In some embodiments, the CCT value is received on a CCT control
channel of the data link 14 and the Duv command value is received
on a Duv control channel of the data link 14. In other embodiments,
a command value is received via the data link 14 along with
information identifying the command value as a CCT value or a Duv
value.
For example, the color mixing module 515 may be adjusted by use of
the CCT control channel to provide the 6000K CCT indicated by CCT
isotherm 36 in FIG. 3. Then, as the user adjusts the Duv control
channel, the control system 600 automatically recalculates and
re-positions any necessary ones of the dichroic filters 513 and 514
so that the light beam color moves along the 6000K CCT isotherm 36.

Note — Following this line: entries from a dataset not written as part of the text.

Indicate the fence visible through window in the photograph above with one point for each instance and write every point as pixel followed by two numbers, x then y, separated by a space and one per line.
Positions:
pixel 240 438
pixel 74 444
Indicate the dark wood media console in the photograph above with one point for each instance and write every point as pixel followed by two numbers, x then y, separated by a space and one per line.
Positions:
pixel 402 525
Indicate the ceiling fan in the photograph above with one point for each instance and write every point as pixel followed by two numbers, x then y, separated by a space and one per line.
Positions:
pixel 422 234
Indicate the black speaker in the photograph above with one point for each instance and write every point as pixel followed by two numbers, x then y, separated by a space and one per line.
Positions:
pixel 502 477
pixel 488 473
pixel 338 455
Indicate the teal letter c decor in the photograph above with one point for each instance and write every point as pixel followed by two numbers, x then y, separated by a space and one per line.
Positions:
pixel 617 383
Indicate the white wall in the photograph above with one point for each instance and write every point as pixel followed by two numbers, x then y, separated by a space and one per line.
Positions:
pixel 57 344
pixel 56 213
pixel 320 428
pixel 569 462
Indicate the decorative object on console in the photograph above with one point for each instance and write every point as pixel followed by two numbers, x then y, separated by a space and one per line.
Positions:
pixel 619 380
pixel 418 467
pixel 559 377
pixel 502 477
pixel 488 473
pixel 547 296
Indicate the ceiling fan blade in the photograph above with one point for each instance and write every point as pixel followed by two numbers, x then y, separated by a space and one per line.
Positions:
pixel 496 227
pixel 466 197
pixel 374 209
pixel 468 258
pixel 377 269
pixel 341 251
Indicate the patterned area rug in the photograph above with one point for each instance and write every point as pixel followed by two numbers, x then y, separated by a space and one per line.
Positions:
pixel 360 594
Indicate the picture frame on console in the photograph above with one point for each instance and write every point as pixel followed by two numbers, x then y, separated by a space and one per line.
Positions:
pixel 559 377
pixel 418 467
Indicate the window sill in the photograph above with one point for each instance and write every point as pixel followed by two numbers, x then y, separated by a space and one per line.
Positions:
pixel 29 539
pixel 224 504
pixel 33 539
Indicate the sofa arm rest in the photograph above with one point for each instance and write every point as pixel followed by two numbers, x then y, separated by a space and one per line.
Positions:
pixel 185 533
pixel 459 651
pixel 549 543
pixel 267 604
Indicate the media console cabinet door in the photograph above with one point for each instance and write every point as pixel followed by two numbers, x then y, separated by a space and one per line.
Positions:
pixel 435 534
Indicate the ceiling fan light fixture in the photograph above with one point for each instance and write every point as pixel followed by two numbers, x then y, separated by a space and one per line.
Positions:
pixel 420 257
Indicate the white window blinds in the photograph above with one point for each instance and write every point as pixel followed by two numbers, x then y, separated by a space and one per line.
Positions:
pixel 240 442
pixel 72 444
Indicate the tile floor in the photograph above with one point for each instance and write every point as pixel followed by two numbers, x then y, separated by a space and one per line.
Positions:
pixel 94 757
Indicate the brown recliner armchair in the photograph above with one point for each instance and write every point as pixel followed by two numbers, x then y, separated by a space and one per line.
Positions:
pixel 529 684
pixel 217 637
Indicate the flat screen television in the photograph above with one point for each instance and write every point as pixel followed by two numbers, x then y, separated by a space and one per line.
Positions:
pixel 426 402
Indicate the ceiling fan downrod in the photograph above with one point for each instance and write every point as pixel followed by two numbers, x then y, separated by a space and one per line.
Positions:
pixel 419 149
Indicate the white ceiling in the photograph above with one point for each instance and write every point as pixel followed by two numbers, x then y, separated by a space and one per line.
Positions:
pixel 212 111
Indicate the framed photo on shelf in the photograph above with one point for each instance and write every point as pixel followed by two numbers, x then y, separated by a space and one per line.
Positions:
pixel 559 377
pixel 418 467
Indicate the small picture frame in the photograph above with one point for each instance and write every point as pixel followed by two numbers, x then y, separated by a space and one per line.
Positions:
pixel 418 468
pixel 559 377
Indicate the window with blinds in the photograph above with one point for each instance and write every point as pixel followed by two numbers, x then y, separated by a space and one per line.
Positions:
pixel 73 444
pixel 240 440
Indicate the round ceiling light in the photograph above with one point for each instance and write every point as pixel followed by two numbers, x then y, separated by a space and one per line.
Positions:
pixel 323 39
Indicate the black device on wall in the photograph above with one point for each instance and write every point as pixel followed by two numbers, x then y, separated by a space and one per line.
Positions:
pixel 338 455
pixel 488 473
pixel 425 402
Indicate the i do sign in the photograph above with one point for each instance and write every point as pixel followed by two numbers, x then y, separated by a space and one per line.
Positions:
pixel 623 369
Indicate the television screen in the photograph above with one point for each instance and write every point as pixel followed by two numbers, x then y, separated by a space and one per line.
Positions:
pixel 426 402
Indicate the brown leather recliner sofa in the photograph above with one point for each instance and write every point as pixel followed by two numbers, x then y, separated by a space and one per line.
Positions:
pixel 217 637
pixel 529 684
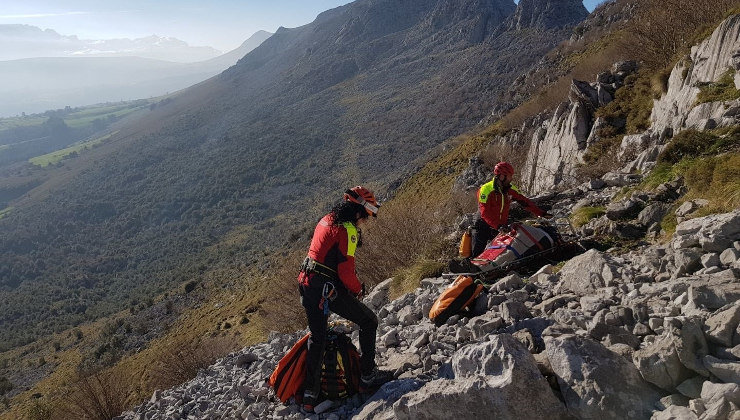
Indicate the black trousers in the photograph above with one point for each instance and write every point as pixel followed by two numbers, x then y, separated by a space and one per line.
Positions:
pixel 346 306
pixel 481 234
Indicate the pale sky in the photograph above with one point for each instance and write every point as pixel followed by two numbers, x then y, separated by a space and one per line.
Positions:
pixel 222 24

The user may thus adjust the Duv value into the positive range 38
or the negative range 39, as desired, without accidentally also
changing the CCT of the emitted light beam. In some embodiments,
the Duv parameter adjustment system according to the disclosure
allows the user to control Duv within a range of +/-0.02.
Tables 1 and 2 presents lookup tables for converting Duv command
values on the Duv control channel into filter motor positions for
CCT values 6000K and 3200K, respectively, on the CCT control
channel. The filter motor positions correspond to positions of the
dichroic filters 513 and 514 in the LED light beams from the LED
light source 550. Similar tables may be provided for other
frequently used values of CCT (e.g., 2500K, 4000K, and 10,000K).
Other Duv command values may be converted into filter motor
positions by interpolating between values in adjacent rows of a
lookup table (e.g., a Duv command value of 0.005 for 6000K may be
calculated from values in the 6000K tables for Duv command values
of 0.003 and 0.01). Similarly, for other CCT values received on the
CCT control channel, Duv command values may be converted into
filter motor positions by interpolation (linear or nonlinear)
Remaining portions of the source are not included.